Some of these operational risks faced by the banks are: Payment of crone cheque, ATM pin code thief, cheque incorrectly cleared and paid, and wrongly honouring a fake cheque and the like.

There is the need for banks to take the operational risk control process seriously by educating & training their staff on regular bases. In recent times, the rise in the quest for banks to pose huge profit at the end of the year has shifted the focus from concentrating on the most operational risk that confronts their operations.

Robust systems should be put in place at all levels of the bank’s operations to identify risk and assess its severity with recommendations to mitigate the risk.

Causes of operational risk

Operational risk has several causes which may occur as a result of the people or systems used by the bank. Unfortunately it is very difficult to prepare an exhaustive list of causes of operational risk. Most of them may occur from unknown and unexpected sources. A cursory review and study of operational risks that are inherent in a bank’s operations can be categorised into three types.

People Risk:

This risk is very prevalent in most banks due to the lack of training for the staff of the bank to equip them to be able to identify some of the red flags when they show up. Incompetency and lack of experience with skill also contribute to banks recording huge losses as a result of the risk associated with the day-to-day operations.

Banks not remunerating their staff well is also an operational risk, reasons being that the staff will not concentrate on the bank business but rather focus on the family issues they face.

Information technology risk: 

The failure of the information technology system and software implementation process of a bank causes losses to the bank. There have being numerous instances where banks lose huge sums of cash during implementation processes of new software as a result of lack of training and understanding of the software.

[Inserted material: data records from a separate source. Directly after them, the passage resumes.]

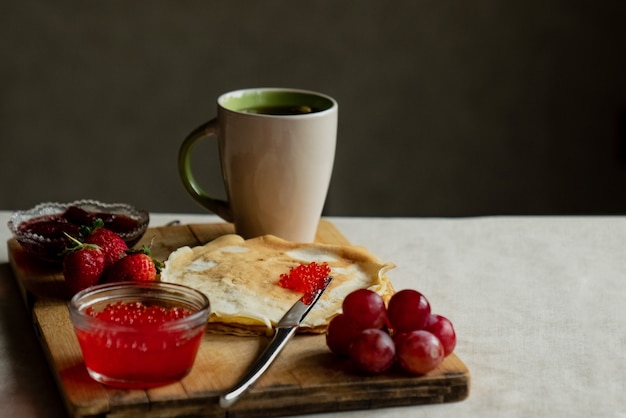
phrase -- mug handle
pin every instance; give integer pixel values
(220, 207)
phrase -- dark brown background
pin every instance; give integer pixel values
(447, 108)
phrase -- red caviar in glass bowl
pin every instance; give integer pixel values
(139, 335)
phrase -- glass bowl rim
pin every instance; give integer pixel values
(83, 321)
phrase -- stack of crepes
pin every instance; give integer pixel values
(240, 278)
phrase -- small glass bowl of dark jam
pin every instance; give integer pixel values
(41, 230)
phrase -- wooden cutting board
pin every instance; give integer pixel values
(306, 377)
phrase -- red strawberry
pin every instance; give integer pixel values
(83, 265)
(137, 265)
(111, 244)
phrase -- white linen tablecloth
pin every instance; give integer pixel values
(537, 303)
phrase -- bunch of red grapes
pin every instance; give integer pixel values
(375, 336)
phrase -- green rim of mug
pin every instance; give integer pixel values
(245, 99)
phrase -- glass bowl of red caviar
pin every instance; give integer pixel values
(139, 335)
(41, 229)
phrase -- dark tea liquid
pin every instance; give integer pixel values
(281, 110)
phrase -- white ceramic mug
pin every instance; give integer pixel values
(277, 149)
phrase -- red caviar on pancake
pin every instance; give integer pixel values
(306, 278)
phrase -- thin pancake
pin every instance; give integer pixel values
(240, 278)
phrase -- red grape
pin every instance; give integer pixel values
(339, 334)
(442, 328)
(408, 310)
(373, 350)
(366, 308)
(419, 352)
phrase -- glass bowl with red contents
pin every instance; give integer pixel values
(138, 335)
(41, 229)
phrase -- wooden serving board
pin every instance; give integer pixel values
(306, 377)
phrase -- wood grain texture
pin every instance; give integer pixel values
(306, 378)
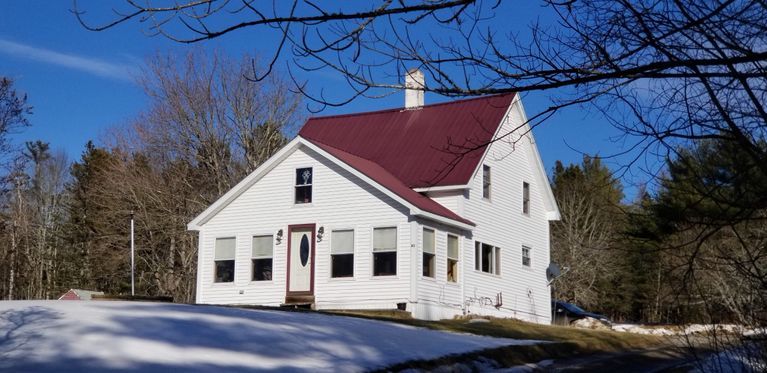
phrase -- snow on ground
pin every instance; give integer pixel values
(80, 336)
(743, 359)
(686, 330)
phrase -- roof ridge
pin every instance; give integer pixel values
(404, 109)
(347, 151)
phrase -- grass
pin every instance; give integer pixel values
(583, 339)
(565, 341)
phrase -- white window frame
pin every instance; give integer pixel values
(529, 256)
(296, 186)
(495, 258)
(487, 179)
(457, 258)
(215, 259)
(526, 198)
(354, 248)
(374, 252)
(433, 253)
(252, 257)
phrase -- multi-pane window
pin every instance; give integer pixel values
(525, 198)
(525, 256)
(452, 258)
(223, 257)
(429, 251)
(304, 185)
(342, 253)
(487, 258)
(384, 251)
(485, 181)
(261, 257)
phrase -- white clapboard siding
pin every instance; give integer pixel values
(438, 291)
(500, 222)
(339, 201)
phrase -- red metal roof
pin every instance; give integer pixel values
(418, 147)
(391, 182)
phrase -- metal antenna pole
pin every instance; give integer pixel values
(133, 264)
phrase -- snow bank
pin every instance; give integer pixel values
(687, 330)
(153, 337)
(743, 359)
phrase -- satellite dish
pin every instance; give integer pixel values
(553, 271)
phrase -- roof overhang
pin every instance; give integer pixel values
(197, 223)
(442, 188)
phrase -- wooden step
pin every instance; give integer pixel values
(303, 301)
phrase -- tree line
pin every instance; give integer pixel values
(678, 253)
(692, 250)
(66, 225)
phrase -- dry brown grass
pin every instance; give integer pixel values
(566, 341)
(583, 339)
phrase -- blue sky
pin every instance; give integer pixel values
(81, 82)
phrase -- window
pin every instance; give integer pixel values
(304, 185)
(429, 251)
(224, 259)
(525, 256)
(342, 253)
(487, 258)
(486, 181)
(452, 258)
(525, 198)
(262, 258)
(384, 251)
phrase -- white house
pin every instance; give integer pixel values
(403, 208)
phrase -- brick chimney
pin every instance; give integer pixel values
(414, 84)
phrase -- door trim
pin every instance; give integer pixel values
(313, 227)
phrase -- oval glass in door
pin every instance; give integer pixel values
(304, 250)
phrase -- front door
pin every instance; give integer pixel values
(301, 260)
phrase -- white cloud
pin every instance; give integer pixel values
(88, 65)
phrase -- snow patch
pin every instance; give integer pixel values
(158, 337)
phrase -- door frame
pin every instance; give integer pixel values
(291, 228)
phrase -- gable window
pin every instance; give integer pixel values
(384, 251)
(487, 258)
(342, 253)
(525, 256)
(525, 198)
(429, 251)
(223, 257)
(262, 254)
(452, 258)
(486, 181)
(304, 185)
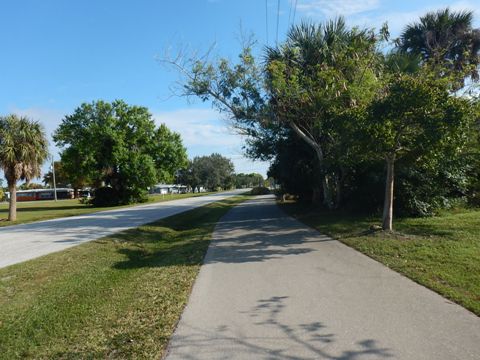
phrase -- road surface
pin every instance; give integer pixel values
(273, 288)
(24, 242)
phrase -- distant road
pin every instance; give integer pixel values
(24, 242)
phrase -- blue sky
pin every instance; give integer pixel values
(57, 54)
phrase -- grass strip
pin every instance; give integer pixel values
(117, 297)
(49, 209)
(441, 252)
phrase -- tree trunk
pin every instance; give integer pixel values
(327, 191)
(12, 208)
(316, 195)
(338, 191)
(388, 204)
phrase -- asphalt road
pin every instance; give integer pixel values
(272, 288)
(24, 242)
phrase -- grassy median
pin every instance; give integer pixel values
(49, 209)
(117, 297)
(441, 253)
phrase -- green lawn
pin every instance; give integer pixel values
(49, 209)
(441, 253)
(117, 297)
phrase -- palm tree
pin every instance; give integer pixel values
(445, 38)
(23, 149)
(323, 67)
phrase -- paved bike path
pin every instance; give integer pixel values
(273, 288)
(27, 241)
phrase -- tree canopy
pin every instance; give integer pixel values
(23, 149)
(334, 112)
(118, 145)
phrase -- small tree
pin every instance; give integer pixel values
(415, 117)
(212, 172)
(23, 149)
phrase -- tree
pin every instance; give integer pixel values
(212, 172)
(118, 145)
(416, 117)
(314, 78)
(447, 39)
(61, 178)
(23, 149)
(317, 73)
(248, 180)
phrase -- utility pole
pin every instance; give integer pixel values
(54, 183)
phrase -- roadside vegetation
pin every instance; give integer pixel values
(49, 209)
(348, 124)
(117, 297)
(441, 252)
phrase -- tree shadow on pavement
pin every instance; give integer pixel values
(279, 340)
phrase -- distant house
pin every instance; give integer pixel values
(168, 189)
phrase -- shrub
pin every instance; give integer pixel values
(260, 190)
(106, 196)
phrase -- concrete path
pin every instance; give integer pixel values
(272, 288)
(24, 242)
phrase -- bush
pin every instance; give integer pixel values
(106, 196)
(260, 190)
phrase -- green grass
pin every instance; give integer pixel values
(441, 253)
(49, 209)
(117, 297)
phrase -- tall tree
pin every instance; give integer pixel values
(118, 145)
(446, 39)
(23, 149)
(415, 117)
(318, 74)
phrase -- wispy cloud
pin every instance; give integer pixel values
(332, 8)
(199, 127)
(373, 13)
(204, 131)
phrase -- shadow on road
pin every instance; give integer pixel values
(287, 342)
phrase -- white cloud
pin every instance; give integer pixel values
(204, 131)
(199, 127)
(49, 118)
(399, 19)
(332, 8)
(369, 13)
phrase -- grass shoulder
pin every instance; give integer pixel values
(117, 297)
(49, 209)
(441, 252)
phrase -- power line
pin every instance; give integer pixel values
(294, 11)
(278, 20)
(290, 12)
(266, 18)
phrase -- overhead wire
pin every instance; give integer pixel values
(266, 18)
(294, 11)
(278, 20)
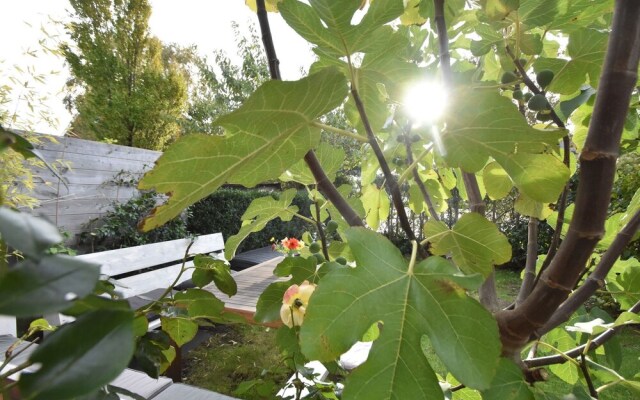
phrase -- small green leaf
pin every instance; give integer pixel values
(476, 244)
(499, 9)
(81, 356)
(586, 48)
(376, 205)
(199, 303)
(49, 286)
(496, 181)
(508, 384)
(531, 208)
(625, 288)
(29, 234)
(258, 214)
(180, 330)
(218, 271)
(567, 107)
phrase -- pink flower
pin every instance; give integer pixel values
(294, 303)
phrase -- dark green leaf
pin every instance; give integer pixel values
(29, 234)
(219, 272)
(81, 356)
(180, 330)
(199, 303)
(51, 285)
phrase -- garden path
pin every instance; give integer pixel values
(251, 283)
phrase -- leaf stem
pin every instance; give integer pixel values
(414, 255)
(323, 237)
(339, 131)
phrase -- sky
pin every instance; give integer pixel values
(205, 23)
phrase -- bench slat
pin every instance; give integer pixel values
(121, 261)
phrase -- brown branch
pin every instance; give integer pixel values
(577, 351)
(566, 143)
(587, 376)
(390, 181)
(530, 267)
(596, 280)
(325, 186)
(487, 292)
(416, 177)
(597, 170)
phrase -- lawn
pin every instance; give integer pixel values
(242, 353)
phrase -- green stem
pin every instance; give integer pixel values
(414, 255)
(339, 131)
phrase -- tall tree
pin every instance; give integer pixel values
(130, 94)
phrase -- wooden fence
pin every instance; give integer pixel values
(97, 176)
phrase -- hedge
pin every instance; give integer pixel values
(221, 212)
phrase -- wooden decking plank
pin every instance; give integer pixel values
(251, 283)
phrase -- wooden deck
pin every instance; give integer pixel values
(251, 283)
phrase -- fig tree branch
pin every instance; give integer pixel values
(390, 181)
(530, 266)
(487, 292)
(597, 171)
(416, 177)
(577, 351)
(325, 185)
(596, 280)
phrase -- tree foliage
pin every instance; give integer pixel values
(122, 89)
(491, 141)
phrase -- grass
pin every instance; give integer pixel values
(243, 353)
(237, 354)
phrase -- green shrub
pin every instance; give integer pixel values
(222, 212)
(119, 228)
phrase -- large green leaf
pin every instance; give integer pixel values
(260, 212)
(331, 159)
(410, 301)
(208, 269)
(586, 48)
(327, 23)
(268, 134)
(476, 244)
(474, 133)
(81, 356)
(180, 329)
(46, 286)
(199, 303)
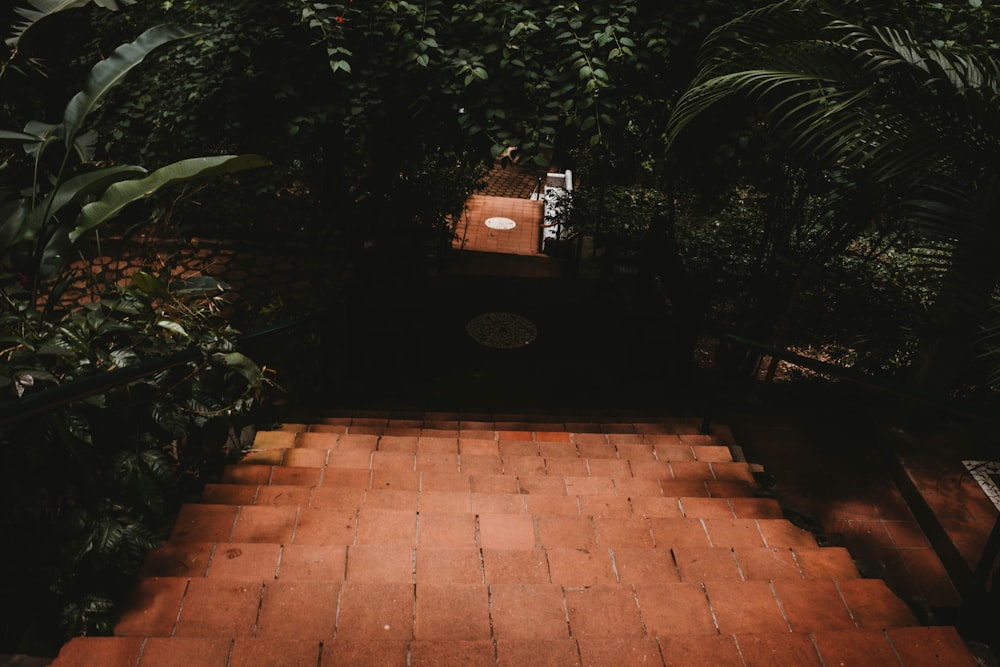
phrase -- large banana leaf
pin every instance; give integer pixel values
(108, 73)
(123, 193)
(72, 190)
(45, 8)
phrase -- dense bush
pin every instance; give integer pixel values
(99, 465)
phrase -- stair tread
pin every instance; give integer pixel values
(440, 540)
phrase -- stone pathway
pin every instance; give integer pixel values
(437, 540)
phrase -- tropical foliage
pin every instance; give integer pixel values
(99, 474)
(883, 118)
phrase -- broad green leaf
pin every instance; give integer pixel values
(73, 190)
(175, 327)
(149, 284)
(123, 193)
(108, 73)
(7, 135)
(241, 364)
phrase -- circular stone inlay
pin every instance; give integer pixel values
(501, 330)
(500, 223)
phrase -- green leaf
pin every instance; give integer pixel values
(241, 364)
(123, 193)
(71, 191)
(46, 8)
(111, 71)
(149, 284)
(175, 327)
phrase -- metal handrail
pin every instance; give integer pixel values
(18, 409)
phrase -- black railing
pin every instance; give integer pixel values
(41, 402)
(972, 582)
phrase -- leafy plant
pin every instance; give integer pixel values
(98, 478)
(906, 126)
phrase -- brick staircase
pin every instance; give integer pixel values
(440, 541)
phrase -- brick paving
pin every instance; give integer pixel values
(439, 541)
(504, 543)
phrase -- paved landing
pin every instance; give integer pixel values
(368, 541)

The hacking of the computer network by outsiders, and the programming errors that can take place any time can cause losses to the bank; ATM card fraud, Internet banking lapses and the like.

Process-related risks: 

Possibilities of errors in information processing, data transmission, data retrieval, and inaccuracy of result or output. The day-to-day transactions of the banking process have inherent risks associated with it, ie cheque payment, bankers draft & payment orders, credit appraisals etc.

What can be done to mitigate or control operational risk?

 There are many ways risks can be controlled. There are two broad categories for controlling risk:

• At the bank level

• At the government level—having binding regulations

Control at the bank level

At the bank level, the risks are controlled by having rules, systems and processes that enable prudent banking and that are difficult to circumvent. These rules, systems and processes can be at the branch level, the department or unit level, and the top management level. The aim of such rules is to control risk. Banking processes, wherever possible, are standardised to avoid ambiguous interpretation by staff. As an example, a cheque clearance requires clearance from the branch’s bank manager or the operations manager.

Some industry experts have revealed that no matter how robust the rules, systems and processes might be, they leave a bank open to risk. Operational risks can quickly become a contagion and lead to a collapse of a bank.

Most operational risk can be mitigated and controlled through training and education of the staff of the bank.

Control at the government level

To reduce the chances of such occurrences and to control losses and impacts on the economy, governments, through their central banks and other bodies, regulate the banking sector. In Ghana, the main body responsible for this is the Bank of Ghana. Such regulations aim to strengthen banks’ abilities to survive shocks and reduce the risk in the banking, capital and financial markets.